Ground settlement due to melting permafrost will affect a large part of the Northern Hemisphere

October 19th, 2017 | Download as PDF
Ground settlement due to melting permafrost will affect a large part of the Northern Hemisphere

Patches of water show the melting of permafrost in northern Canada (photo: Steve Jurvetson, www.flickr.com)

Global warming of 2°C above preindustrial levels has been considered to be the threshold that should not be exceeded to avoid dangerous interference with the climate system. What will a 2°C rise of global mean temperature lead to with respect to the degradation of permafrost, covering 1/4 of the Northern Hemisphere? This was studied by estimating permafrost soil temperature increase under 2°C global warming with ten climate models, and quantifying the resulting thaw and settlement of the soil.

The consequences of melting permafrost

Permafrost is defined as the ground where soil temperature remains at or below 0°C for at least two consecutive years. Approximately 1/4 of the Northern Hemisphere land area is permafrost. Melting of permafrost under global warming will affect hydrology and water resources, because of the water that flows out of the melting soil. It will affect ecosystems, because the heating of the soil and its changing hydrology changes the biogeochemical cycles in the soil. It will affect human infrastructures, because the soil gets less stable and buildings, roads, oil and gas pipelines, etc., settle differently from one point to another. In fact, melting permafrost affects climate change itself, because of the release of carbon from the degrading soil.

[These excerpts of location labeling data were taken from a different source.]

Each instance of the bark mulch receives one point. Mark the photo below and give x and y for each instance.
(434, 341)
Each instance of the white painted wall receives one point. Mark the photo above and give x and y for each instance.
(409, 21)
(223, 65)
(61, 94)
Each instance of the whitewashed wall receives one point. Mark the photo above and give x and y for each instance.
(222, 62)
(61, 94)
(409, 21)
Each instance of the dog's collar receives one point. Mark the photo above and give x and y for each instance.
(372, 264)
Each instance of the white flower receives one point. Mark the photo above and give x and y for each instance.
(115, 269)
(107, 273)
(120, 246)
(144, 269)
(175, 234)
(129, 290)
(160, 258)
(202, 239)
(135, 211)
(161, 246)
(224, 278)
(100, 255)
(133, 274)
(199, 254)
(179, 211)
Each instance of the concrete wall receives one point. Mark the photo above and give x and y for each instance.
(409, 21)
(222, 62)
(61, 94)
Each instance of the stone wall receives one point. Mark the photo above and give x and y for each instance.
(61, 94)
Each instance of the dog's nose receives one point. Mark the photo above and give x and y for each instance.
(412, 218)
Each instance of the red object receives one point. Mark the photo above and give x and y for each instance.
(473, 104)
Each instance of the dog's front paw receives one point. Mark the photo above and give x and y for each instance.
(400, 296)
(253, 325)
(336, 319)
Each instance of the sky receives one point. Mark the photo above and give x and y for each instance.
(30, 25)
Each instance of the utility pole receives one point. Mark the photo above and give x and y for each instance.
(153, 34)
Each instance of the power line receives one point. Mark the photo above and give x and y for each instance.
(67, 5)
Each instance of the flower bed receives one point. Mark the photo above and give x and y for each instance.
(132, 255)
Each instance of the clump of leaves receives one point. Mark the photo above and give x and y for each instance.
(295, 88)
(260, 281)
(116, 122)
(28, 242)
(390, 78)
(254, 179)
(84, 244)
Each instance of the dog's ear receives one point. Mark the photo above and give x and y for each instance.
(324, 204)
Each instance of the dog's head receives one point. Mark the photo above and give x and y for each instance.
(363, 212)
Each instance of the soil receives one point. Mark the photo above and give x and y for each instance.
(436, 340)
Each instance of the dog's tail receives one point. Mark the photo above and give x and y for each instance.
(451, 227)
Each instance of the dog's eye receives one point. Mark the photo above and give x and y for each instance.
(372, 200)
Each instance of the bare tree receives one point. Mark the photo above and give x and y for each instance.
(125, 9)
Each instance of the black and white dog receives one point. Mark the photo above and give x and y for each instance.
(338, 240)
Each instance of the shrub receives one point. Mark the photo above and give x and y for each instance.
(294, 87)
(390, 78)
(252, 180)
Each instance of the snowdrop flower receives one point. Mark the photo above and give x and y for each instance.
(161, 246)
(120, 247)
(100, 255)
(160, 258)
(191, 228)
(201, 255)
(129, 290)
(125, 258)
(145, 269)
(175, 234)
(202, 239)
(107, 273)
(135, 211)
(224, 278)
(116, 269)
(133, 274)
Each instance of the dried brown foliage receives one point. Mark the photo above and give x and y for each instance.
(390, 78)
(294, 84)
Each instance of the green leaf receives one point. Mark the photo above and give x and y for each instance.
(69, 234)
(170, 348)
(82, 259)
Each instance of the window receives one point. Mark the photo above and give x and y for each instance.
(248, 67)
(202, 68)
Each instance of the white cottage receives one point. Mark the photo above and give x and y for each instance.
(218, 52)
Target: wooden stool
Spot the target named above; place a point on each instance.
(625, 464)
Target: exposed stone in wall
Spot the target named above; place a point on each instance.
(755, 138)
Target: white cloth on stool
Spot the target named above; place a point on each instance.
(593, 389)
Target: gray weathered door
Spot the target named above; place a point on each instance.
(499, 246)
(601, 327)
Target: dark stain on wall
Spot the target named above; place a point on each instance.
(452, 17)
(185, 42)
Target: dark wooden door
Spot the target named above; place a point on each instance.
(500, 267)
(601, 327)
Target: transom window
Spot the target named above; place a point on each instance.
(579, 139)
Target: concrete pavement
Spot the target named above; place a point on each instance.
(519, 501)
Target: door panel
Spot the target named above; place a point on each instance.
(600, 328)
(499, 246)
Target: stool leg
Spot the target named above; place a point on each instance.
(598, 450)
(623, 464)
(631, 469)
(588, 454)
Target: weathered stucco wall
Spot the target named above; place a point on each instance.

The impact of the Paris Agreement: 2°C global warming

According to these climate models, global warming of 2°C above preindustrial levels will be reached in the first half of the 22nd century under a moderate scenario of climate change. Warming at northern latitudes will exceed the global mean. When the global mean temperature rise reaches 2°C, air temperature in the permafrost region increases by at least 2.9-4.4°C.  As a result, the Northern Hemisphere’s permafrost soil temperature will increase by 2.34-2.67°C at 6 m depth relative to the period 1990-2000.

Under 2°C global warming the permafrost extent will obviously retreat north and decrease by about 25%. The thickness of the so-called active soil layer, the layer that thaws and freezes in turn, will increase by 0.42-0.45 m on average. Locally the increase may be much higher though, up to 5 metres. Ground settlement owing to permafrost thaw is estimated at 3.8-15 cm on average for the Northern Hemisphere permafrost land area, but may reach several metres locally.